The debt-related turmoil in Europe is already having negative effects for the economy – not just within the euro zone but worldwide, many economists say.
It has affected credit conditions (making many banks less willing to lend to one another) and consumer confidence in Europe. It has affected stock market values worldwide, as investors worry that Europe's troubles could deepen or that, even if they don't, the simmering problem dents global growth.
As of September, some economists saw the eurozone entering a new recession, with a high risk of downturn in the US, where fiscal brinksmanship in Washington has also damaged economic confidence.

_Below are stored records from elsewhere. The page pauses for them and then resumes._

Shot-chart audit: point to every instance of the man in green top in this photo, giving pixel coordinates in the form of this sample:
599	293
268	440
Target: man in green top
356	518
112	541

On Sept. 24, World Bank president Robert Zoellick didn't use the "R" word, but he warned of a "looming danger that failure to take decisive action in Europe and the United States may shake the entire global economy."
Though emerging market nations have been performing stronger than the high-debt advanced economies, they, too, face a risk from Europe's crisis. A slowdown in consumer purchasing in Europe and the US ricochets to places like China and Turkey.
Although Europe's commercial banks are the ones most heavily invested in sovereign eurozone debts, US banks also own eurozone bonds and related investments (such as derivative contracts linked to those debts). By one estimate, from the Bank for International Settlements, the exposure of US banks to Portugal, Ireland, Italy, Greece, and Spain is about $641 billion.